Patricia Adams, Odious Debts Online
September 25, 2007
An investigation by former Federal Reserve chairman Paul Volcker into the World Bank’s internal anti-graft watchdog – the Department of Institutional Integrity (or INT) – blames World Bank staff and directors for failing to take corruption sufficiently seriously, says The Financial Times. Moreover, this institutional resistance has been the root cause of strife over the watchdog’s operations.
Mr. Volcker was appointed by the former World Bank President, Paul Wolfowitz, to lead a panel of international experts to conduct an independent review of INT.
The fact is, says the report, “For much of the Bank’s history, the impact of corruption on development generally, and on the Bank’s lending operations in particular, was not faced squarely. … There was then, and remains now, resistance among important parts of the Bank staff and some of its leadership to the work of INT.”
While the report said “the amounts of money lost and project failures because of bribes, collusion, and other illicit activity has never been properly estimated … available evidence from INT investigations suggests that it is a sizable fraction of the funds provided for some Bank projects.” The New York Times reports [PDF] that current and former officials at the Bank say that some form of fraud affects as much as 40 percent of the Bank’s programs.
Volcker’s team notes that the INT has come under “particularly strong” institutional attack since it was created six years ago. One of those attacks came as recently as three weeks ago from the Government Accountability Project (GAP), a public interest law firm and whistleblower protection organization which accused INT in general, and its head, Suzanne Rich Folsom, in particular, of excessive secrecy, inconsistencies in its treatment of cases, links to Republican Party interests, and a conflict of interest stemming from Ms. Folsom’s twin positions as INT director and counselor to the president of the Bank.

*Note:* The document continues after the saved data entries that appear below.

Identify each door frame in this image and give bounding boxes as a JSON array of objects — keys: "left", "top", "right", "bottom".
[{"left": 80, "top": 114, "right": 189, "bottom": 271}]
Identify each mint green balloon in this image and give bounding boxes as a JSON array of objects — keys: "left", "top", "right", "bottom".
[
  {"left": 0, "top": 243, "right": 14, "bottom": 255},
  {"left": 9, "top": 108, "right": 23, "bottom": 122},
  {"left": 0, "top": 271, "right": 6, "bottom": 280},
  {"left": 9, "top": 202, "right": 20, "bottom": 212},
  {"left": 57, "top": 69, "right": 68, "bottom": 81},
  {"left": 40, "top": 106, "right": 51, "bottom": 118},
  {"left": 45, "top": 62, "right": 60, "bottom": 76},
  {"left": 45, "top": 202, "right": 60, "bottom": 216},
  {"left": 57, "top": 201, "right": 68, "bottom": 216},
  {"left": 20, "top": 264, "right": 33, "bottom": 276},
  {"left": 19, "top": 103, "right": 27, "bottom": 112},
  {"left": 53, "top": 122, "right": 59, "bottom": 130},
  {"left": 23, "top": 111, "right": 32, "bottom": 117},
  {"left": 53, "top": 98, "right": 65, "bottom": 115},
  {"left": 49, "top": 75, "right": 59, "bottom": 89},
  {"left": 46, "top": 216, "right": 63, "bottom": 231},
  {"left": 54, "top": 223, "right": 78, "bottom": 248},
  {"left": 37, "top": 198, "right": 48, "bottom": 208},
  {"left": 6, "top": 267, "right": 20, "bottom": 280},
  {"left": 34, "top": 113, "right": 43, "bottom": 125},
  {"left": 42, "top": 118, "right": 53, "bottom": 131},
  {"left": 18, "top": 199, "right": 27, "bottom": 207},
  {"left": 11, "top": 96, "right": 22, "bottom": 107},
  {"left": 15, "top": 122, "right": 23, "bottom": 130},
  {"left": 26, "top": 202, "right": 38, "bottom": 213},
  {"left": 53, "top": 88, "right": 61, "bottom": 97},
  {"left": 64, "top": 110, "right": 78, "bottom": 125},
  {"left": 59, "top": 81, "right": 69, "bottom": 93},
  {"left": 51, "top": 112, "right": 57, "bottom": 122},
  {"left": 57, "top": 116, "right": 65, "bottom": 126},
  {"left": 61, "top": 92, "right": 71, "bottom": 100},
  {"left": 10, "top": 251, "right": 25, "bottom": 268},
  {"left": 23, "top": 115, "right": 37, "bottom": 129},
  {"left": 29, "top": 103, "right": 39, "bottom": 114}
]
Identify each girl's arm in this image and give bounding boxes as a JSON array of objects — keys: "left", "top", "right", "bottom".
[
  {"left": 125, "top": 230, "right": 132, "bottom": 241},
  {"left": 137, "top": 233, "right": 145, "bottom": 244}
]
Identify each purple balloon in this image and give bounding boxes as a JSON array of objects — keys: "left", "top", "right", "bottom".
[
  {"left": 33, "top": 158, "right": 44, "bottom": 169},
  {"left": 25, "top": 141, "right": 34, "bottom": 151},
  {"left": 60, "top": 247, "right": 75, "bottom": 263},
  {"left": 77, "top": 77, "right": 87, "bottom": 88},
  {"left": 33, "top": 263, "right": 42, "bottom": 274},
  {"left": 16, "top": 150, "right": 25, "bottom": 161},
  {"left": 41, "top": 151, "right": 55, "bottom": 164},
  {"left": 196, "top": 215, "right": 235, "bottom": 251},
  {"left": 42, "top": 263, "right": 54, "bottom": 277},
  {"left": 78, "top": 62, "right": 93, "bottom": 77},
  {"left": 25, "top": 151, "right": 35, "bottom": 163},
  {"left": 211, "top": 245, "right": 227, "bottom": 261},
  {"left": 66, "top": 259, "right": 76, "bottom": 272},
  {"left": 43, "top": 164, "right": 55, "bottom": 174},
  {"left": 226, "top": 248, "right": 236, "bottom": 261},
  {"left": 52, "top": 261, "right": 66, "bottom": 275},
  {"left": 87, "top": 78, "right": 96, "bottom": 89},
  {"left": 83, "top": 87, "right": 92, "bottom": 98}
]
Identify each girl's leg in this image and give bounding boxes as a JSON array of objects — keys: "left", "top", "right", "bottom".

But, as the Washington Post points out [PDF] , “While it recommended some tweaks in the INT’s practices and procedures, Mr. Volcker’s panel essentially concluded that, under Ms. Folsom, the office is doing a vitally important job reasonably well” and recommended that her position as head of INT have the rank of Vice President, with its line of direct responsibility to the President.
In interviews, Mr. Volcker said his panel had found no evidence [PDF] of politically motivated, biased work by the INT unit or favoritism from Ms. Folsom, to whom he gave “high marks.”